Mientras que nos recuperamos de los efecto de la DANA de septiembre, mayores han sido los daños en Toledo y en Tarragona, y mientras que no salimos del ruido rubialesco en un proceso informativamente atronador de los últimos días –donde se ha eludido y silenciado lo comentado por Alfredo Relaño en un artículo, a propósito de las relaciones anteriores de Rubiales con el gobierno y su pactos y acuerdos– Pedro Sánchez, presidente de gobierno en funciones, se desliza este pasado lunes en el Ateneo de Madrid, con un tríptico declarativo:«El acuerdo –de investidura– se puede, se debe y se va a alcanzar».
Tríptico declarativo de la abundancia o de la escasez, según se mire y según quien mire, por más que García-Page –lo único que queda de las viejas baronías socialistas en ejercicio– entorne los ojos y diga que él no entiende de nacionalismos, «ni siquiera del nacionalismo manchego». Al mismo tiempo que corrobora, el 4 de septiembre en la COPE, «que los diputados del PSOE por Castilla-La Mancha no son diputados de Castilla-La Mancha, sino diputados del PSOE», en un claro ejercicio marxista, facción Groucho.
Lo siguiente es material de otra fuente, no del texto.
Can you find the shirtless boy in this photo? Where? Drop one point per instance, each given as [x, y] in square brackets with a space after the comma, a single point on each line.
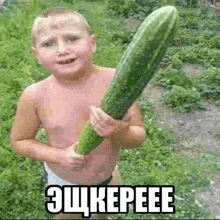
[61, 104]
Y así el citado Pedro Sánchez en el proceso de construcción y levantamiento de una mayoría parlamentaria que avale su investidura –donde juega en Bruselas, Yolanda Diaz, junto al fugado Puigdemont, al igual que lo hiciera en el pasado el hoy desaparecido Pablo Iglesias con Junqueras en la cárcel de Lladoners– con límites o sin ellos, afirma impasible desde la soledad de sus calcetines con topos coloreados marcando tendencia –como los que exhibió, a la manera de Justin Trudeau en el encuentro con Núñez Feijóo el 30 de agosto, en reunión exploratoria de éste y sin resultados reales para su propia investidura y mandato corto–, que las condiciones que imponen los potenciales apoyos de la investidura son perfectamente asumibles. Es decir, desde la peticiones de Puigdemont y los suyos de Junts –ya saben, amnistía y referéndum de autodeterminación, aunque hablen de alivio penal y de consulta pactada para endulzar el caramelo– al esquema oblicuo del PNV –expuesto por Iñigo Urkullu, en El País el 31 de agosto– sobre la Convención Constitucional y el retorno a la Galeuzka de 1933, un sueño histórico del viejo republicanismo. Es decir, el pábulo de «modificar la Constitución sin modificar la Constitución», en una suerte de ejercicio de interpretación constitucional de alta orfebrería para beneficio de los llamados estatutos históricos. Incluso de los foralistas redivivos. Se puede, se debe, se va.